Epileptique, délirant, il est avant tout construit comme un cartoon assez proche de Tex Avery, fatiguant et hurlant, mais souvent jubilatoire. On saluera la malice avec laquelle il joue de son postulat, les briques : c’est d’abord une limite, celle de la forme et des carrés qui rappellent les débuts du film d’animation, et qui donnent ici une touche assez originale et artisanale dans les effets d’eau, de fumée, ou de flammes ; mais c’est aussi le potentiel infini de construction, à savoir l’aspect séduisant des Transformers enfin intelligemment exploité.
C’est d’ailleurs l’un des centres du scénario que de défendre l’imaginaire, la construction sans plan et la possibilité de détruire pour reconstruire.
Cette jolie morale passe par une exposition satirique qui aura le mérite de plaire aux adultes et passera probablement bien au-dessus des enfants qu’ils accompagnent. La société dystopique où l’uniformité et l’imbécilité heureuse règnent en maitre est un agréable point de départ, saturé de références à notre société de consommation (j’ai beaucoup aimé le café à 42 dollars). L’ironie, souvent présente dans les films d’animation, atteint ici son apogée, qu’elle gangrène la figure du héros qui n’en est pas un ou par la parodie constante et les références à tout ce qui fait la culture pop des spectateurs, de Batman à Star Wars, habile façon de dérouler l’impressionnant catalogue des franchises détenues par Lego. Mention spéciale au regard oblique porté aux parents par l’astronaute des années 80 et son bas de casque brisé : j’ai cru qu’ils l’avaient cherché dans mon passé.
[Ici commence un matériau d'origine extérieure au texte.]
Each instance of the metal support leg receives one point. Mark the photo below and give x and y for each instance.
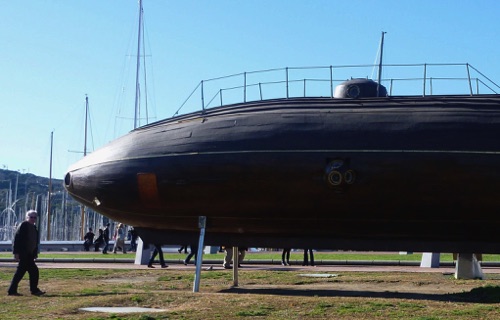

Car on ne s’y trompe évidemment pas : la publicité que fait la marque pour ses briques est d’une intelligence assez redoutable : logée au cœur d’un discours apparemment anticonformiste, valorisant l’imaginaire, l’initiative personnelle et la démocratie, le récit parvient à faire de ses jouets l’étendard d’un idéal moral et comportemental.
Lego est effectivement, à l’image de son président Business, partout : dans les rayons de jouets, les jeux vidéo, et dans le sillage de tous les blockbusters des dernières années. Doté de cette arme absolue qu’est l’autodérision, la marque s’offre une vitrine grand luxe pour un catalogue en 3D qui proclame sa toute puissance, sa malice et son règne dans les franchises et les cœurs, grâce à cette ode à la construction personnelle.
Bravo aux responsables du service marketing, c’est du très beau boulot.